Publication year - 2019

Publication title -

the journal of biochemistry

Language(s) - English

Resource type - Journals

SCImago Journal Rank - 1.28

H-Index - 115

eISSN - 1756-2651

pISSN - 0021-924X

DOI - 10.1093/jb/mvz019

Subject(s) - fanconi anemia , genome instability , biology , genome , dna replication , dna , phenotype , endogeny , gene , genetics , rna , dna damage , microbiology and biotechnology , dna repair , biochemistry

Fanconi anemia (FA) is a devastating hereditary disorder with impaired genome stability resulting in physical abnormalities, gradual loss of hematopoietic stem cells and development of tumours and leukaemia. It has been suggested that functions of FA genes are required to maintain genome stability by counteracting endogenous metabolites, such as aldehydes, that damage DNA and stall replication forks.
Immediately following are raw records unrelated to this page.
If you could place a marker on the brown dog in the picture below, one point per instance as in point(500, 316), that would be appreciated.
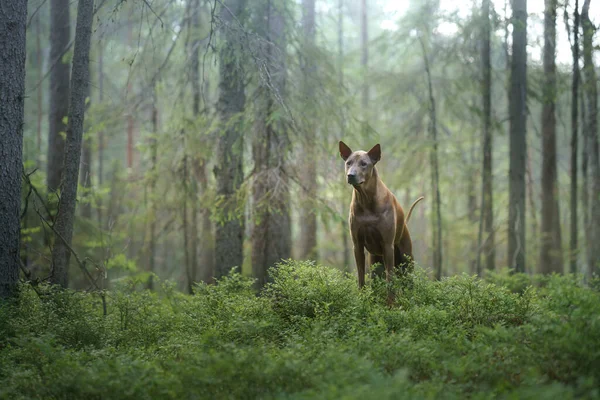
point(376, 219)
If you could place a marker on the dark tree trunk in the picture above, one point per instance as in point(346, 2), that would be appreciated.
point(153, 194)
point(13, 19)
point(66, 213)
point(574, 142)
point(229, 235)
point(85, 175)
point(551, 259)
point(308, 216)
point(101, 133)
point(518, 142)
point(60, 36)
point(436, 217)
point(487, 205)
point(271, 236)
point(592, 139)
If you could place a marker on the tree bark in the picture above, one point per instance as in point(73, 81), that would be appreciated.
point(60, 36)
point(551, 259)
point(436, 218)
point(80, 80)
point(574, 142)
point(592, 139)
point(229, 235)
point(344, 226)
point(13, 19)
point(518, 142)
point(308, 216)
point(272, 235)
point(101, 133)
point(487, 200)
point(85, 175)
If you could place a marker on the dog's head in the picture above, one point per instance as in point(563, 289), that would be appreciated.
point(359, 164)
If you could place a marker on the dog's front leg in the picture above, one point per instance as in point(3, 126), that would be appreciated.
point(359, 256)
point(388, 260)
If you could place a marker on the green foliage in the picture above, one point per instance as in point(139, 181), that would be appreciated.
point(310, 334)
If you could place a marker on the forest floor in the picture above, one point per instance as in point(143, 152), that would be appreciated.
point(311, 334)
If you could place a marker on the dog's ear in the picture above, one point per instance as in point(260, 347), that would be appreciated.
point(344, 150)
point(375, 153)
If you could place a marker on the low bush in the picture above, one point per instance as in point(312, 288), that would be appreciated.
point(310, 334)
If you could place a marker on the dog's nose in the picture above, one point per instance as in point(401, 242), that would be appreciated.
point(351, 178)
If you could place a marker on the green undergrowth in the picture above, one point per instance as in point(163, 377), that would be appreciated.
point(310, 334)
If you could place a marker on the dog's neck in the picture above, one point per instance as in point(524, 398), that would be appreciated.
point(365, 194)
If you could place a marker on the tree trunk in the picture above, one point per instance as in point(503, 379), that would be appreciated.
point(487, 199)
point(271, 236)
point(101, 133)
point(308, 216)
point(436, 216)
point(85, 175)
point(344, 224)
point(153, 194)
point(551, 259)
point(60, 36)
point(574, 141)
point(364, 57)
point(66, 213)
point(13, 19)
point(40, 104)
point(518, 142)
point(229, 235)
point(592, 140)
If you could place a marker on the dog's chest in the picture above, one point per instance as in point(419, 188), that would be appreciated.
point(371, 228)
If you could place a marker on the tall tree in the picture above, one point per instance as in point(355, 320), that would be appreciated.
point(436, 217)
point(551, 259)
point(308, 227)
point(206, 244)
point(85, 175)
point(592, 138)
point(344, 228)
point(61, 253)
point(13, 18)
point(229, 234)
point(60, 36)
point(364, 56)
point(487, 200)
point(574, 140)
point(272, 235)
point(518, 142)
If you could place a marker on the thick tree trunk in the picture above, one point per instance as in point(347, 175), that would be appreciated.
point(66, 213)
point(85, 174)
point(551, 259)
point(229, 235)
point(592, 140)
point(487, 205)
point(272, 235)
point(13, 19)
point(436, 215)
point(308, 216)
point(574, 142)
point(60, 36)
point(518, 142)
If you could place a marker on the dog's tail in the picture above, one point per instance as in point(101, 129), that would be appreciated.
point(411, 208)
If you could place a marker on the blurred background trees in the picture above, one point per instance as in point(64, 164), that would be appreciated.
point(211, 130)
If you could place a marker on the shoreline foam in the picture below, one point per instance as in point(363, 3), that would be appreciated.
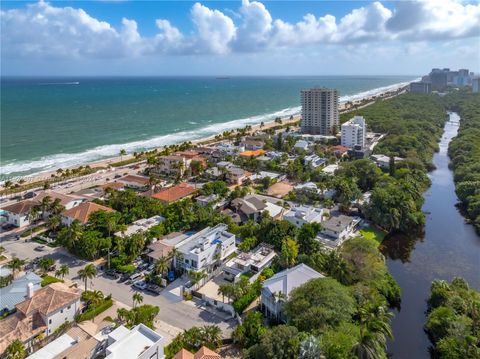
point(108, 153)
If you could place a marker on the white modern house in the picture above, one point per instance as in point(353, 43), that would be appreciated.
point(141, 225)
point(276, 290)
point(139, 342)
point(354, 132)
point(253, 262)
point(300, 215)
point(337, 229)
point(206, 248)
point(301, 145)
point(315, 161)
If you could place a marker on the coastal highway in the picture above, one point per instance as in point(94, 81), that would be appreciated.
point(78, 183)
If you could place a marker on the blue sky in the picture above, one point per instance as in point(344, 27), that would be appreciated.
point(238, 37)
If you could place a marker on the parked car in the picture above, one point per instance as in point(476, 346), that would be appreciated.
point(140, 285)
point(154, 288)
point(8, 227)
point(112, 274)
point(135, 277)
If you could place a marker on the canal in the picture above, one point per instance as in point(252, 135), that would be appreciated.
point(448, 248)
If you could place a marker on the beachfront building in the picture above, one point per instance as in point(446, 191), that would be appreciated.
point(320, 111)
point(41, 313)
point(140, 342)
point(141, 225)
point(134, 181)
point(300, 215)
point(420, 87)
point(205, 249)
point(82, 212)
point(276, 290)
point(253, 262)
point(354, 132)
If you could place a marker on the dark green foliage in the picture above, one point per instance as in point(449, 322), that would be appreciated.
point(453, 322)
point(464, 151)
point(280, 342)
point(194, 338)
point(319, 304)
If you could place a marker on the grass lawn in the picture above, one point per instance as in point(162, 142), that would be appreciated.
point(48, 279)
point(373, 233)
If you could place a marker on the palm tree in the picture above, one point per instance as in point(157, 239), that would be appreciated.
point(89, 272)
point(122, 153)
point(62, 271)
point(16, 264)
point(54, 222)
point(196, 277)
point(137, 298)
point(175, 255)
point(374, 331)
point(161, 266)
point(16, 350)
point(212, 336)
point(56, 207)
point(45, 204)
point(71, 234)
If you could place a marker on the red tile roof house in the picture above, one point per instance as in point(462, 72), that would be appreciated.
point(175, 193)
point(202, 353)
point(43, 311)
point(136, 182)
point(82, 212)
point(17, 213)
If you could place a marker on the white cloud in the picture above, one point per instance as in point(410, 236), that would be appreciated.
point(48, 31)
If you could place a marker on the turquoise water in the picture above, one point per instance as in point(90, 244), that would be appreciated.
point(47, 123)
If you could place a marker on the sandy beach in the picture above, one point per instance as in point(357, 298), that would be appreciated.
point(105, 163)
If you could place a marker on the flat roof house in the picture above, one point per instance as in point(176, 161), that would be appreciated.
point(42, 312)
point(135, 182)
point(300, 215)
point(249, 262)
point(175, 193)
point(82, 212)
point(207, 248)
point(276, 290)
point(141, 225)
point(140, 342)
point(337, 228)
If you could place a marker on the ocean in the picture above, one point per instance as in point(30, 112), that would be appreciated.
point(49, 123)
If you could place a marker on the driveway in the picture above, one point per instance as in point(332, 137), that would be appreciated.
point(174, 311)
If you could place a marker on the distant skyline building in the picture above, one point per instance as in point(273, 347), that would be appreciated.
point(354, 132)
point(320, 111)
point(476, 84)
point(421, 87)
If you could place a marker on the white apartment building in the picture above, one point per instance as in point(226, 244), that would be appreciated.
point(354, 132)
point(202, 250)
point(319, 111)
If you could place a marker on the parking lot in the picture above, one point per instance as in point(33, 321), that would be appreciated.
point(175, 313)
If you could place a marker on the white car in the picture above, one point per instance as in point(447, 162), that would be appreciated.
point(140, 285)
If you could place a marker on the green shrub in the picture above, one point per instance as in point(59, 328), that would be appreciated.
point(48, 279)
point(92, 313)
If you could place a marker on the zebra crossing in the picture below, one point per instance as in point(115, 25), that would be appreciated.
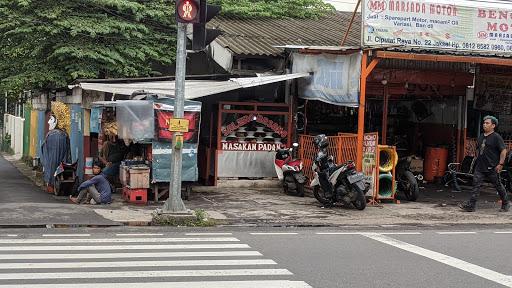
point(209, 261)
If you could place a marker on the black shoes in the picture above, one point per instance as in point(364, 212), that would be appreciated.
point(505, 207)
point(467, 207)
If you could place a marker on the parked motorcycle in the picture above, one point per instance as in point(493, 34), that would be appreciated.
point(289, 171)
point(337, 183)
point(406, 181)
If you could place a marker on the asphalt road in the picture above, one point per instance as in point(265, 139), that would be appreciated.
point(16, 188)
point(255, 257)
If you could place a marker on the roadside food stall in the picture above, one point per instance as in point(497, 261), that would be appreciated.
point(143, 126)
point(247, 135)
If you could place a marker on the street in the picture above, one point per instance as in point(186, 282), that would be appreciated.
point(255, 257)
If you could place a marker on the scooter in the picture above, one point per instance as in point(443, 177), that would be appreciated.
point(347, 185)
point(406, 181)
point(66, 179)
point(289, 171)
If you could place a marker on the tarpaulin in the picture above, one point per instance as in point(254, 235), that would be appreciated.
point(193, 88)
point(335, 79)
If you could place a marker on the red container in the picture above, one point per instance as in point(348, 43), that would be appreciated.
point(436, 161)
point(136, 196)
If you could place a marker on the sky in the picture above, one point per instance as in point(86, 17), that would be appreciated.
point(343, 5)
point(349, 5)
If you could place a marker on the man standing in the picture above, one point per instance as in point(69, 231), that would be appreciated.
point(490, 159)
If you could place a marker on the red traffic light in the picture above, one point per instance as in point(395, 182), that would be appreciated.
point(187, 11)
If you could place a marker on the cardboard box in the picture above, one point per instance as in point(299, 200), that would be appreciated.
point(138, 177)
point(417, 165)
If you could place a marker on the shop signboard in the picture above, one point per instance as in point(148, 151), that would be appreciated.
point(253, 132)
point(178, 125)
point(370, 160)
point(471, 26)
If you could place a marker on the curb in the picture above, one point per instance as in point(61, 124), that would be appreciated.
point(49, 226)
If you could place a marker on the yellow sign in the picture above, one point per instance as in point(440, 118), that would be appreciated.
point(179, 142)
point(178, 125)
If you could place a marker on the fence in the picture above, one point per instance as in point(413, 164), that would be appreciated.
point(471, 146)
point(14, 127)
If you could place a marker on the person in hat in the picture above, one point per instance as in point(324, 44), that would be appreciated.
point(490, 159)
point(56, 146)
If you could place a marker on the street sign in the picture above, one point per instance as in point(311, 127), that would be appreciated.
point(178, 125)
point(187, 11)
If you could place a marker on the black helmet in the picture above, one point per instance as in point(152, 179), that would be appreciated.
point(320, 141)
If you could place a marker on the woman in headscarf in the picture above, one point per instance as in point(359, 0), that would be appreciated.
point(56, 146)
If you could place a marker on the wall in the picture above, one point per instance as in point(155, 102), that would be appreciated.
point(26, 130)
point(14, 128)
point(76, 138)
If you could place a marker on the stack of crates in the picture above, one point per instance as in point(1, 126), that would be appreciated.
point(136, 183)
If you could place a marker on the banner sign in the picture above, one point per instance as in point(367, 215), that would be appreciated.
point(235, 146)
point(163, 124)
point(371, 140)
point(438, 24)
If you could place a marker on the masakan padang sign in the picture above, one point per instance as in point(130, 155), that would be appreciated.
point(471, 26)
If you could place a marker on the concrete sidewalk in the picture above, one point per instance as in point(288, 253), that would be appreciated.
point(437, 205)
point(270, 207)
point(23, 204)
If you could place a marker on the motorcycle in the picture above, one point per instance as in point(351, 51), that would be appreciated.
point(289, 171)
point(406, 181)
point(347, 186)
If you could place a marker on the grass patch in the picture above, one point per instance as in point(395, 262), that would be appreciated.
point(199, 219)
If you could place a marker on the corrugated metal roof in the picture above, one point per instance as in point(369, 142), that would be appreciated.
point(260, 36)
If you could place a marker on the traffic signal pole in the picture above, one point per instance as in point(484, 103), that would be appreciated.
point(174, 204)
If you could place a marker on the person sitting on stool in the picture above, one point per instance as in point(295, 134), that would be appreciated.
point(96, 190)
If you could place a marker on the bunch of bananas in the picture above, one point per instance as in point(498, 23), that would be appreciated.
point(63, 116)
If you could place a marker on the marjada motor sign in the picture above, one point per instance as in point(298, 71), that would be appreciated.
point(447, 25)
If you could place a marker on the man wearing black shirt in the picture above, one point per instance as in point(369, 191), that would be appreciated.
point(490, 159)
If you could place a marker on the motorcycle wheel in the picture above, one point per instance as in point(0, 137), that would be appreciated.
point(360, 202)
point(319, 194)
point(300, 189)
point(289, 185)
point(57, 187)
point(411, 189)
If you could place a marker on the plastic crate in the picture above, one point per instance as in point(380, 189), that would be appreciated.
point(136, 196)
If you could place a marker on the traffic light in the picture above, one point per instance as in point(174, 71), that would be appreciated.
point(202, 36)
point(187, 11)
Recent studies have implicated co-transcriptional R-loops, consisting of a DNA:RNA hybrid and displaced single-stranded DNA, as one of the potential endogenous sources that induce genome instability and the FA phenotype. This review focuses on recent literature, including our own, regarding the interplay between FA proteins and R-loops, and will provide readers with a concise summary of this rapidly evolving field.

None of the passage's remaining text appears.